Als großer Erfolg des Fairen Handels sind vor allem die steigende Bekanntheit und Beliebtheit von fair gehandelten Lebensmitteln in Deutschland und Europa zu nennen. Was mit dem Kaffeehandel begann, dehnte sich in den letzten Jahren auf verschiedenste Produkte aus. Heute sind faire Bananen, Blumen, Schokolade oder auch Tee längst nicht mehr aus Geschäften wegzudenken. Und auch das Bewusstsein der Menschen für einen nachhaltigen und fairen Konsum steigt stetig. Das ist wohl das Beste am Einsatz für den Fairen Handel.

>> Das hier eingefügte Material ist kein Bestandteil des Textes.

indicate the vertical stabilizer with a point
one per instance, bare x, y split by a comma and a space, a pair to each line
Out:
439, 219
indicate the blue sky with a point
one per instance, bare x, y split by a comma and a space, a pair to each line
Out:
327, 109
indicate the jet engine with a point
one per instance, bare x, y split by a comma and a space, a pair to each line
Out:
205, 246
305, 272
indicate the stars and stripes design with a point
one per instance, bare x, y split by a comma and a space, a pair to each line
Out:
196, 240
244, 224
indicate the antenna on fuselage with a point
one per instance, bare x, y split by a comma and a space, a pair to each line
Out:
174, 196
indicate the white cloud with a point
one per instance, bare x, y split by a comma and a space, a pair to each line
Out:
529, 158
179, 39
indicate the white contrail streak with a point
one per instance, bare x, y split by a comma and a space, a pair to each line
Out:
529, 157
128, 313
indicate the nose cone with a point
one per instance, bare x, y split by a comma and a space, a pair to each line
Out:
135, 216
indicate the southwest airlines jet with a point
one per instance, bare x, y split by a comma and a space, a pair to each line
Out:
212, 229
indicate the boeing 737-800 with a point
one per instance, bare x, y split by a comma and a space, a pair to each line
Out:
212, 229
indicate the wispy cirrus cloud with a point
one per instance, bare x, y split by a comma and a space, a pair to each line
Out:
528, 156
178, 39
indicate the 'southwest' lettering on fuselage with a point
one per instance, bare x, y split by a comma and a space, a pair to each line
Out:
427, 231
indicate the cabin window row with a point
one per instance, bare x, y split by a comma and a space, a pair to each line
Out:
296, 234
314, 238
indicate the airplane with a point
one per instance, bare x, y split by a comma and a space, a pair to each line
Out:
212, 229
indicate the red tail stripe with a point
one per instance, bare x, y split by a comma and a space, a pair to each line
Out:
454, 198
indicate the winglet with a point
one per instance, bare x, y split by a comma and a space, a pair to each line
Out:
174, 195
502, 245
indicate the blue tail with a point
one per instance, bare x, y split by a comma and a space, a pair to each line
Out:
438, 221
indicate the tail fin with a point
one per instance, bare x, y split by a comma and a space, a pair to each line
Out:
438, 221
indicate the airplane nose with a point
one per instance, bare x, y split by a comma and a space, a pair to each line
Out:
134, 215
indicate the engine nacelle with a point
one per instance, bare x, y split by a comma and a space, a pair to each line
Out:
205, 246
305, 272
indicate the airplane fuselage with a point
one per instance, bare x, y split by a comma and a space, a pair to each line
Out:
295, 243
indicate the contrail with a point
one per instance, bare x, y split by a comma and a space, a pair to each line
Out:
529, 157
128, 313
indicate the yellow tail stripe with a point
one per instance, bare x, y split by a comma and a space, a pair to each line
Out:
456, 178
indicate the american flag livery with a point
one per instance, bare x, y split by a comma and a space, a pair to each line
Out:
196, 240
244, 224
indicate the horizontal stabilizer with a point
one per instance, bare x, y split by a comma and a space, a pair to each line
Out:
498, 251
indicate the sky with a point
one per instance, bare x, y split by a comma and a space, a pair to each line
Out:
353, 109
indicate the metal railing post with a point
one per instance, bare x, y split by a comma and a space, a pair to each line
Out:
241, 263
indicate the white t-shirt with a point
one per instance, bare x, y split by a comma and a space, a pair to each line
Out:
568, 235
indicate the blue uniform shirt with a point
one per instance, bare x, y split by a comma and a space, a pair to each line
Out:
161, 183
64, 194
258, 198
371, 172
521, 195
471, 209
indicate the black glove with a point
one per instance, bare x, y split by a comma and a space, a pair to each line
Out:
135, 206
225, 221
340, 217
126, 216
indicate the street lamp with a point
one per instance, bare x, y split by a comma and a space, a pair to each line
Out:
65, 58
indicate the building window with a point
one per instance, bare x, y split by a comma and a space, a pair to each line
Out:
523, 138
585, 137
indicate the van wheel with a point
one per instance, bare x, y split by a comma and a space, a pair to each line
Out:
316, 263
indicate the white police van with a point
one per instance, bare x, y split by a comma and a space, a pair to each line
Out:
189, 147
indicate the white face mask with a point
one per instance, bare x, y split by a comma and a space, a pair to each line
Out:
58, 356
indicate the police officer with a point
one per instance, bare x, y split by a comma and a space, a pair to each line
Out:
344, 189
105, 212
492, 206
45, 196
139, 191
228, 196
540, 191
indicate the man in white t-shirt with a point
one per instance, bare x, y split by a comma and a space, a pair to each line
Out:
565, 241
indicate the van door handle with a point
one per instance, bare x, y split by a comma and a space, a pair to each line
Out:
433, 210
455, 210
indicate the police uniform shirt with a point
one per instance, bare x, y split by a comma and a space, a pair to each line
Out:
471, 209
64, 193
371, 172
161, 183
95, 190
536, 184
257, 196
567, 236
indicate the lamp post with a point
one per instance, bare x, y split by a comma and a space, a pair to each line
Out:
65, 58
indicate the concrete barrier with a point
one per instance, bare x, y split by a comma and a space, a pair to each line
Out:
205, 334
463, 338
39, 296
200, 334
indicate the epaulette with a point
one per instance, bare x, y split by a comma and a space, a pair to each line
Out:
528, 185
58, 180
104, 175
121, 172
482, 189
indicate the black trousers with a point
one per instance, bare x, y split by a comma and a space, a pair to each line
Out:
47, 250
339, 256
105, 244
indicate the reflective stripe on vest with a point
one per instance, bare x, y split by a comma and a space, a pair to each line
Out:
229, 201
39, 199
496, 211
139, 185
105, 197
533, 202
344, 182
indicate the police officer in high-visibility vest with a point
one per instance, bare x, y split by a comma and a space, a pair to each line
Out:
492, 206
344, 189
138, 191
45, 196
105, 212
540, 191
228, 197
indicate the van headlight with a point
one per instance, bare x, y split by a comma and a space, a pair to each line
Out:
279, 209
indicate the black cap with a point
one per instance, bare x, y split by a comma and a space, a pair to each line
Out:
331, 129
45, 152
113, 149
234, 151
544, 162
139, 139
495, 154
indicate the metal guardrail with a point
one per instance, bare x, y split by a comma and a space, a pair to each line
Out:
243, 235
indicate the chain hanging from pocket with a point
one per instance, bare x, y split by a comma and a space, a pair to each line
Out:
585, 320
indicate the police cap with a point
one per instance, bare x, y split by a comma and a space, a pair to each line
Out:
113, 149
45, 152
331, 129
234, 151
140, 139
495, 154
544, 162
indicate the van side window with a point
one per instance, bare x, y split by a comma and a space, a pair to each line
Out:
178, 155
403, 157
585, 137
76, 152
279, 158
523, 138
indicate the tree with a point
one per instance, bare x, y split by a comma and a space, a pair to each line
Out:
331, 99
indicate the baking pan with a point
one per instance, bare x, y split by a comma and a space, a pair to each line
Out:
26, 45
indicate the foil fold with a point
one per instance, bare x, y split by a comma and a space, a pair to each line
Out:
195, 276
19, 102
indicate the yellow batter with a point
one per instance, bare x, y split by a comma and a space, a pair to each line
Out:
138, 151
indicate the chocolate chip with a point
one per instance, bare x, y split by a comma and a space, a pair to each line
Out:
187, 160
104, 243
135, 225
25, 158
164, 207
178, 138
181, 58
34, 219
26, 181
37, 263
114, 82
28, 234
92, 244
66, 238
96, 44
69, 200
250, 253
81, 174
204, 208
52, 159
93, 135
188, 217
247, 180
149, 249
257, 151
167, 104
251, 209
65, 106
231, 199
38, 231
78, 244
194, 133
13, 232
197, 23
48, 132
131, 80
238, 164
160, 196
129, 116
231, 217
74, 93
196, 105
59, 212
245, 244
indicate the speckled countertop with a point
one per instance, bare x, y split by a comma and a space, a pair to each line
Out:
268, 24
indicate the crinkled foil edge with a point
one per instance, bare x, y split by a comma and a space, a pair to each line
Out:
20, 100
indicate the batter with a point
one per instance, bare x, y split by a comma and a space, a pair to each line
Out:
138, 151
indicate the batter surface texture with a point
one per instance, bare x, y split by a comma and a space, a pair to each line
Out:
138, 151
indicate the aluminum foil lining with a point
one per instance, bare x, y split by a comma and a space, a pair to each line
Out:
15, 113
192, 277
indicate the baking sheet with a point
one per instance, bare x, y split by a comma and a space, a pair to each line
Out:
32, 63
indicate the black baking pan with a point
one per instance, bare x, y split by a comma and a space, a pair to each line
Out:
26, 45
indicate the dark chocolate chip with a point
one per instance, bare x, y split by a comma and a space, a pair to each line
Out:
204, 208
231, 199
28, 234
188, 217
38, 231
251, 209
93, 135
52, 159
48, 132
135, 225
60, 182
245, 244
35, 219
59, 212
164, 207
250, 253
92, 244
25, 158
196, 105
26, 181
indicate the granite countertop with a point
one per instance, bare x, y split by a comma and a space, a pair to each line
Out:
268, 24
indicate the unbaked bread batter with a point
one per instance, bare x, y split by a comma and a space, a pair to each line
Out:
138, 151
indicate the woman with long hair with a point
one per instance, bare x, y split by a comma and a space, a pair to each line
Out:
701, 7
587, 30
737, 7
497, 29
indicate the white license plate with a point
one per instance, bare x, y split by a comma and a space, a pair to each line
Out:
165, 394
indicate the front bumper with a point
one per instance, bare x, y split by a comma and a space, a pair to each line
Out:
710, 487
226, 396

*Thomas Antkowiak ist seit 2006 Vorstandsmitglied bei Misereor und in der Geschäftsführung zuständig für die „Hauptabteilung Interne Dienstleistungen“. Der Entwicklungszusammenarbeit ist Antkowiak durch seine frühere Tätigkeit als Diözesanvorsitzender des Bundes der Deutschen Katholischen Jugend (BDKJ) im Bistum Hildesheim verbunden. Zu den Aufgaben von Thomas Antkowiak bei Misereor zählen die Leitung der Bereiche Personal, Verwaltung und Finanzen. Außerdem ist er für die Belange des Fairen Handels und des Entwicklungspolitischen Freiwilligendienstes zuständig.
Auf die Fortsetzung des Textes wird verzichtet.